I have the log-likelihood function: $ $ l(\overrightarrow\beta)=\sum_{i=1}^n [y_i log(p(\overrightarrow x_i;\overrightarrow\beta))+(1-y_i)log(1-p(\overrightarrow x_i;\overrightarrow\beta)] $ $
where $ p(\overrightarrow x_i;\overrightarrow\beta)=\frac{e^{{\overrightarrow\beta^T}\overrightarrow x_i}}{{1+\overrightarrow\beta^T}\overrightarrow x_i} $ where $ \overrightarrow\beta=(0,\beta_1)^T$ is the parameter vector and $ \overrightarrow x$ is the matrix of inputs, whose first column is all 1’s.

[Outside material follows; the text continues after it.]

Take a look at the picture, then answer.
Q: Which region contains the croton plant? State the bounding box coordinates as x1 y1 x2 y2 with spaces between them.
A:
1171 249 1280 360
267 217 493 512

The two classes are $ y_i=0$ or $ 1$ , and since there is a single binary regressor, $ \overrightarrow x_i$ will be an $ n\times2$ matrix where $ x=0$ or $ 1$ .
Additionally, $ n_{1,0}$ denotes the number of observations with $ x_i=1$ and $ y_i=0$ , and $ n_{1,1}$ denotes the number of observations with $ x_i=1$ and $ y_i=1$ .

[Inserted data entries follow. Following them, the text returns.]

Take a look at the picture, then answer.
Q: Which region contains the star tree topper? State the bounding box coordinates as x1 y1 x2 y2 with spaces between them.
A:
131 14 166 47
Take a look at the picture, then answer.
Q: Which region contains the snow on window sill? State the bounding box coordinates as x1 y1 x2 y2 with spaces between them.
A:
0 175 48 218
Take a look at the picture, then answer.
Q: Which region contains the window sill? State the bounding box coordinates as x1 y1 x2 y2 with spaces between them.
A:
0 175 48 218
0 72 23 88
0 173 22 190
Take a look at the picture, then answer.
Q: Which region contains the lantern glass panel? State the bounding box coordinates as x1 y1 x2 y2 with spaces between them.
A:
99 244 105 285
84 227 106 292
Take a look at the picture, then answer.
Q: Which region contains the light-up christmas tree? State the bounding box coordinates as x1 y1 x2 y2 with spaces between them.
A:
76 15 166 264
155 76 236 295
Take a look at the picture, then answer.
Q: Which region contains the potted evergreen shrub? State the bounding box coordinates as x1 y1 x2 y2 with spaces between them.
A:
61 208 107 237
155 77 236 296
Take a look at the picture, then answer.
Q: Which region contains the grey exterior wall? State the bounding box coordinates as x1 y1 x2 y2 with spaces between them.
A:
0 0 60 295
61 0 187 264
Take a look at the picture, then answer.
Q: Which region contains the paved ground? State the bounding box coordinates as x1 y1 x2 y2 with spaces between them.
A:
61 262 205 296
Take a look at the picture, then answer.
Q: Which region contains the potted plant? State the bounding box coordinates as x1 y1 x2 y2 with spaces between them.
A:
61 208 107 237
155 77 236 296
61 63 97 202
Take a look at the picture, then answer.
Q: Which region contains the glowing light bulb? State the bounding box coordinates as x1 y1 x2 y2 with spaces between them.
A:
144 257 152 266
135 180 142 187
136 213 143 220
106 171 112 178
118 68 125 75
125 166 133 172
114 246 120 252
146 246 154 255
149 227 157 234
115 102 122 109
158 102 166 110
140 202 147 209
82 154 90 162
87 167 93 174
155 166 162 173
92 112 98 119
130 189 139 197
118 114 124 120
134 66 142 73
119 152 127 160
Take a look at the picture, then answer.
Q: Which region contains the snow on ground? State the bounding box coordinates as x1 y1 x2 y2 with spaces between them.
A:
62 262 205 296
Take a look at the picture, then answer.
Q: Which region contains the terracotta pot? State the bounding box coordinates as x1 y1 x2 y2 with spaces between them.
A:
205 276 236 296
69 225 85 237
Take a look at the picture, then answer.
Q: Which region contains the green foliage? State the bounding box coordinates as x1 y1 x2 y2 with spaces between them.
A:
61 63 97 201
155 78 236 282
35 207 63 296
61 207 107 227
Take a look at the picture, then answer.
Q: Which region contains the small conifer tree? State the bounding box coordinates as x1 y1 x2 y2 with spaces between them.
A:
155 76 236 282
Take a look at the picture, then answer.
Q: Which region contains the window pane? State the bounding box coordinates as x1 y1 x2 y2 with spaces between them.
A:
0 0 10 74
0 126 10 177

The max. likelihood estimator of $ \beta_1$ is claimed to be $ log\frac{n_{1,1}}{n_{1,0}}$ , but I can’t see why that’s the case. I know how to find the first derivative of the log-likelihood function: $ \frac{\partial l(\overrightarrow \beta)}{\partial\overrightarrow \beta}=\sum_{i=1}^n [\overrightarrow x_i (y_i-p(\overrightarrow x_i;\overrightarrow\beta))]$ *
I know for maximization we woud set this equal to zero, and can see that * breaks into two equations since $ \overrightarrow x_i= (1,1)$ or $ (1,0)$ . For the first case we would arrive at $ \sum_{i=1}^n y_i = \sum_{i=1}^n p(\overrightarrow x_i;\overrightarrow\beta)$ , but I’m not sure what the next step might be to arrive at the given result.